If he refuses to pay upfront, inform the restaurant that he will require a separate bill for any food or drink ordered and consumed. SMS him before to avoid any 'I've forgotten my wallet' moments. Save any responses.

Grumpy67i8 · 25/05/2023 01:14

Your children are adults. You need to be frank with them.

Rubychews · 25/05/2023 01:15

You need to speak to him before he starts ordering, just pull him aside and say I am not paying for you, I’ve asked the restaurant to do 2 separate bills.

chaosmaker · 25/05/2023 01:16

Separate bills up front before anything is ordered and yes, any restaurant would be happy to do that. It doesn't matter to them.

LifeExperience · 25/05/2023 01:23

Notify the restaurant ahead of time that you will pay for everyone except a man whom you will discreetly point out to the waiter before the meal. Tell them he should be presented with his own check at the end of the meal.

SparklyBlackKitten · 25/05/2023 01:24

Is this really worth all this mental time?? All this stress???
Prepay your meals and drinks for you and the kids . Prepay only his meal

Tell him HIS meal is paid
But the drinks are for HIM to pay
Inform staff of this

Then let It all go. For the sake of stress. And the sake of your kids. Dont make it hard or awkward or weird for them.
Suck it up for them. Don't hold on to the past.

gelijkheid · 25/05/2023 01:24

Is he the type who will say he has forgotten his wallet and will pay you later? If so, it's best if he doesn't attend. Also, how will you feel spending a few hours chit chatting with him?

PyongyangKipperbang · 25/05/2023 01:28

I would say, when you get there, "I am treating the kids but you are paying for yourself so dont even think about trying to claim you forgot your wallet"

squidgybits · 25/05/2023 01:36

Does not sound like much fun for anybody
Is daddy doing the overnight stay in this city also?

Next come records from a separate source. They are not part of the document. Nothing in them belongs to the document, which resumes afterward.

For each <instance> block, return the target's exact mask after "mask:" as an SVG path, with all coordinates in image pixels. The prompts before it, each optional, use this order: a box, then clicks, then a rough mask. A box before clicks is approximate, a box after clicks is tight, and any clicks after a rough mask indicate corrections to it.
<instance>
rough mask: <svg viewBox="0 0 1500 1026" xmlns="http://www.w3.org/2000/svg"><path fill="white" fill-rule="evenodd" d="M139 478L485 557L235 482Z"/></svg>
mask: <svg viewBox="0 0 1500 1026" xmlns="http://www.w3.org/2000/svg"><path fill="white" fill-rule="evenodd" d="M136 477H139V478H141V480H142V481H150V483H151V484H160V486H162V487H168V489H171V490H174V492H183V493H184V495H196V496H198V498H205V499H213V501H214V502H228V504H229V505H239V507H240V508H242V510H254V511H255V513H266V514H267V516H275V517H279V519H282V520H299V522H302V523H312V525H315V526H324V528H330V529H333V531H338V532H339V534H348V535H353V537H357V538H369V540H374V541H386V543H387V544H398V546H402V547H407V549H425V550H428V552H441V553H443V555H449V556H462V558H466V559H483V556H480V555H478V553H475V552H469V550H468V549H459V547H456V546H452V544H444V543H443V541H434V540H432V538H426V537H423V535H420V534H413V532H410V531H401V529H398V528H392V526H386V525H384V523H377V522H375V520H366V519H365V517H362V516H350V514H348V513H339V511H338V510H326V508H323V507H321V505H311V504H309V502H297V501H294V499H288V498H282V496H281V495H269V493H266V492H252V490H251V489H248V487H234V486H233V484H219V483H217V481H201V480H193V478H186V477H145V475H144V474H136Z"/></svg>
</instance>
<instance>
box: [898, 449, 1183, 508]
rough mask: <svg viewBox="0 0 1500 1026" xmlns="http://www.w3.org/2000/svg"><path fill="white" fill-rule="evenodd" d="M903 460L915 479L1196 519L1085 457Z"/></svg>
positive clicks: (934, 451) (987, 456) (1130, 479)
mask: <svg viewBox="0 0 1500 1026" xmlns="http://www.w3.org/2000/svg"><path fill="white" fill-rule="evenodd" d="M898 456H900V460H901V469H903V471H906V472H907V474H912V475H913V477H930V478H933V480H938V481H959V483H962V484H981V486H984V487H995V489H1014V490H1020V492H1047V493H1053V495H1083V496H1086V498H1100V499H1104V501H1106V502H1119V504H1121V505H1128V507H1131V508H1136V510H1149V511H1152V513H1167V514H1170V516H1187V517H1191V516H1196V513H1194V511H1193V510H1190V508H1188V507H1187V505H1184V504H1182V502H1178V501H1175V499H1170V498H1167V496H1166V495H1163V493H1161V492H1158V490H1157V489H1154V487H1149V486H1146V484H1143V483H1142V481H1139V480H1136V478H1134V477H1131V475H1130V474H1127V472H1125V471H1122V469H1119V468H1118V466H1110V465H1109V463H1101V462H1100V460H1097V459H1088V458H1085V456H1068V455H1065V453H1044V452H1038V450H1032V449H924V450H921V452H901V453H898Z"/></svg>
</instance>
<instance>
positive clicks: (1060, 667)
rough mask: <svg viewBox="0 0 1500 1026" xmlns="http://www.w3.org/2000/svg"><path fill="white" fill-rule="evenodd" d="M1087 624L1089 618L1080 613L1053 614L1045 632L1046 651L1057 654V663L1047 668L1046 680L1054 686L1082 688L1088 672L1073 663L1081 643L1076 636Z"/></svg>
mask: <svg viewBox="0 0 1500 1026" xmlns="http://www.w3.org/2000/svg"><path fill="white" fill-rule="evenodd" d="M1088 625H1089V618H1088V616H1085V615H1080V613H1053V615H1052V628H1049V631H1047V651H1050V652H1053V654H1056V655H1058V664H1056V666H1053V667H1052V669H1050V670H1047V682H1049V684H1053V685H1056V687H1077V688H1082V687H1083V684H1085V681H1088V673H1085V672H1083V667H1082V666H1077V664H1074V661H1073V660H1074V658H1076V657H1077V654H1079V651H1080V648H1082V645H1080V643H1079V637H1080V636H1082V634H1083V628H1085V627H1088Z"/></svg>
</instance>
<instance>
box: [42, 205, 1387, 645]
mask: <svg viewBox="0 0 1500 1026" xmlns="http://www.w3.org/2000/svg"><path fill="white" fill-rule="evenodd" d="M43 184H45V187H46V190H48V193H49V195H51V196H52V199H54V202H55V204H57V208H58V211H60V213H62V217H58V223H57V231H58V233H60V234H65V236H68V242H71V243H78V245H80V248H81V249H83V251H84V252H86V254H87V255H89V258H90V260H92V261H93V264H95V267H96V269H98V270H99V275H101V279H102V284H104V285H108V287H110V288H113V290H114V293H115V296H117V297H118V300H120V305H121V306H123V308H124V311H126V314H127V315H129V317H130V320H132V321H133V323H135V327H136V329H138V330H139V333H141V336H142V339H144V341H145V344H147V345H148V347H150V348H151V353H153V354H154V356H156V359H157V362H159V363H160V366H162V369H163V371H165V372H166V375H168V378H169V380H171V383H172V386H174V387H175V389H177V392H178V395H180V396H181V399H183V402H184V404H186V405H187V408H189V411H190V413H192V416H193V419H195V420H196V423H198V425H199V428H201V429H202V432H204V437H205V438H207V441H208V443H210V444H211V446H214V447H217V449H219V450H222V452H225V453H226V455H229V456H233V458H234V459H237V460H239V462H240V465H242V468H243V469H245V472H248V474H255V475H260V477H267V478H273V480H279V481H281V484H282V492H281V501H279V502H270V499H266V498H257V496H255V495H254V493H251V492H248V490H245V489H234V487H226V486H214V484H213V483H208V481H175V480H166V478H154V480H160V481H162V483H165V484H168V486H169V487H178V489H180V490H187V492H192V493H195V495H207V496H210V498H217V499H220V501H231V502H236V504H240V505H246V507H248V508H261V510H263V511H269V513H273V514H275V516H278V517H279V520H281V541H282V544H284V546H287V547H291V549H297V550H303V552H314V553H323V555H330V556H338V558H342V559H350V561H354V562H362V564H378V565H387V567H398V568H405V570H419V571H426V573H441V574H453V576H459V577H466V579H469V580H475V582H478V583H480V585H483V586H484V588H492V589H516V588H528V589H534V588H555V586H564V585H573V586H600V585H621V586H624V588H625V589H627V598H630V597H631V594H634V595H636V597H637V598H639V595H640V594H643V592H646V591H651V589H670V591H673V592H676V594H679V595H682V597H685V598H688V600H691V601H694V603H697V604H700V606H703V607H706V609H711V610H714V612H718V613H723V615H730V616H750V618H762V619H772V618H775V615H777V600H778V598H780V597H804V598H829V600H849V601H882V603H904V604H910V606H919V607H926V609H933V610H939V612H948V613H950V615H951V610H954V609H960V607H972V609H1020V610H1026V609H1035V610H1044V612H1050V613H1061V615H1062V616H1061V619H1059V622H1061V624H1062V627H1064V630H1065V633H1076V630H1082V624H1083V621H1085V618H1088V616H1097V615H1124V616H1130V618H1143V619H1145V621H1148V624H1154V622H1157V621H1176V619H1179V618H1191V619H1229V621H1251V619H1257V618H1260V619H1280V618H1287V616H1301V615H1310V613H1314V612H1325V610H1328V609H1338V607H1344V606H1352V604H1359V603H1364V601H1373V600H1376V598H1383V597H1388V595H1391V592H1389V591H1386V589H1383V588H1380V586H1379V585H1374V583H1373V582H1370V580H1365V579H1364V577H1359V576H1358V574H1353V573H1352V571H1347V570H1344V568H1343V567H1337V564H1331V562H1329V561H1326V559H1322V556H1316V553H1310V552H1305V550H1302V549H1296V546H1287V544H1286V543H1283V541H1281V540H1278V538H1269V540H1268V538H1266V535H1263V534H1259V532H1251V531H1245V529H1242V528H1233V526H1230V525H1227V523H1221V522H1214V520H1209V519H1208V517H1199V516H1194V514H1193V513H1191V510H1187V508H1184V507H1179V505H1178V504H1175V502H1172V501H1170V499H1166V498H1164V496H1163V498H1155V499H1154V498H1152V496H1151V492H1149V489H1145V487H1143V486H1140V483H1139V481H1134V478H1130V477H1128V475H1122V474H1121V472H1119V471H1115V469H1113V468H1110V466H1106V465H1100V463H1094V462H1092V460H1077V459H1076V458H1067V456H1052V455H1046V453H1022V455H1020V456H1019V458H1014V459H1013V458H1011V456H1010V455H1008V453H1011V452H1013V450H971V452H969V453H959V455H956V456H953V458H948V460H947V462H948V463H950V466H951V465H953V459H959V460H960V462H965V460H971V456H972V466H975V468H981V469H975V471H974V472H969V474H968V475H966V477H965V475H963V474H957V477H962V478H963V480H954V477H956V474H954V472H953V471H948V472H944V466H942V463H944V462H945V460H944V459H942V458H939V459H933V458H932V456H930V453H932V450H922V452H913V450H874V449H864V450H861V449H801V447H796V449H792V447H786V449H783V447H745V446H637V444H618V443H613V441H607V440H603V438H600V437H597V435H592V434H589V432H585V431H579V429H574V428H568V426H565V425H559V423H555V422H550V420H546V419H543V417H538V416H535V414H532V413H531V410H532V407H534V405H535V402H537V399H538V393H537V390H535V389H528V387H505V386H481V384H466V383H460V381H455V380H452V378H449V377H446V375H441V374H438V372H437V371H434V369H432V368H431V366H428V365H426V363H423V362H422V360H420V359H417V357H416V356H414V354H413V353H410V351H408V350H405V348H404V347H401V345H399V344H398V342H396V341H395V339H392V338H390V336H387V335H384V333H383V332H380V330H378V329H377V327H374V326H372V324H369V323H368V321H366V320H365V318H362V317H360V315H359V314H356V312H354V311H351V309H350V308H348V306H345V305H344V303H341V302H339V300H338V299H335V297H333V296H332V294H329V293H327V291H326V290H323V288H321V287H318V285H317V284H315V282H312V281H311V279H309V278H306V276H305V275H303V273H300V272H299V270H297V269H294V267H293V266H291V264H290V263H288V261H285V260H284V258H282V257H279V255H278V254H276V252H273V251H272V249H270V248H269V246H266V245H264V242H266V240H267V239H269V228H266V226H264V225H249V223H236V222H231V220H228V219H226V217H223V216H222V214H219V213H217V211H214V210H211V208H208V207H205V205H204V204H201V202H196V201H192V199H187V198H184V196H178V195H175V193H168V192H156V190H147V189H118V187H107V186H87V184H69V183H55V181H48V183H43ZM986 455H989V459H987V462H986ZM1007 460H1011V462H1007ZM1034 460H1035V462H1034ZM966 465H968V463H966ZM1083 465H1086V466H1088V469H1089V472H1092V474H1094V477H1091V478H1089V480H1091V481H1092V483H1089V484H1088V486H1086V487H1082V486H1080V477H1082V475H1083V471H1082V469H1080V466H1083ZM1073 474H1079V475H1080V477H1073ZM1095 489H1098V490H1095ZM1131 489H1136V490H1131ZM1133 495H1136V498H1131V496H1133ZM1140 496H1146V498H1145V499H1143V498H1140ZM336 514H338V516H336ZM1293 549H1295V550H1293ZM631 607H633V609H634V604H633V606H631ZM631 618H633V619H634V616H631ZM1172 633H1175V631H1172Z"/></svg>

Sounds like you like to make life difficult and uncomfortable

Godlovesall26 · 25/05/2023 01:40

Just notify the restaurant ahead of time, with a reminder on the day, that this person will be responsible for paying their own meal. Summarise briefly that it is a divorce situation and a celebration of a wonderful achievement for your child, who you do not wish to be aware. I would suggest agreeing in advance paying at the bar (will there be anyone else to distract your child while you both go?), and they will be able to be firm but discreet that he’s not leaving without paying.
I would however be clear with your ex that this will be the non negotiable situation, not to protect him, but to protect your child if he refuses at the bar if taken by surprise. It gives him the option to opt out, which, while sad, would spare your child embarrassment and possibly police involvement.
Just be very factual.

FelicityFlops · 25/05/2023 01:41

Will he even turn up, if this involves substantial travel and an overnight stay?
Has he already been invited and accepted?
As you do not appear to be in contact, I would expect the person who invited their father to make it clear to him that (best case) he goes 50/50 or (worst case) he pays his own, separate, bill.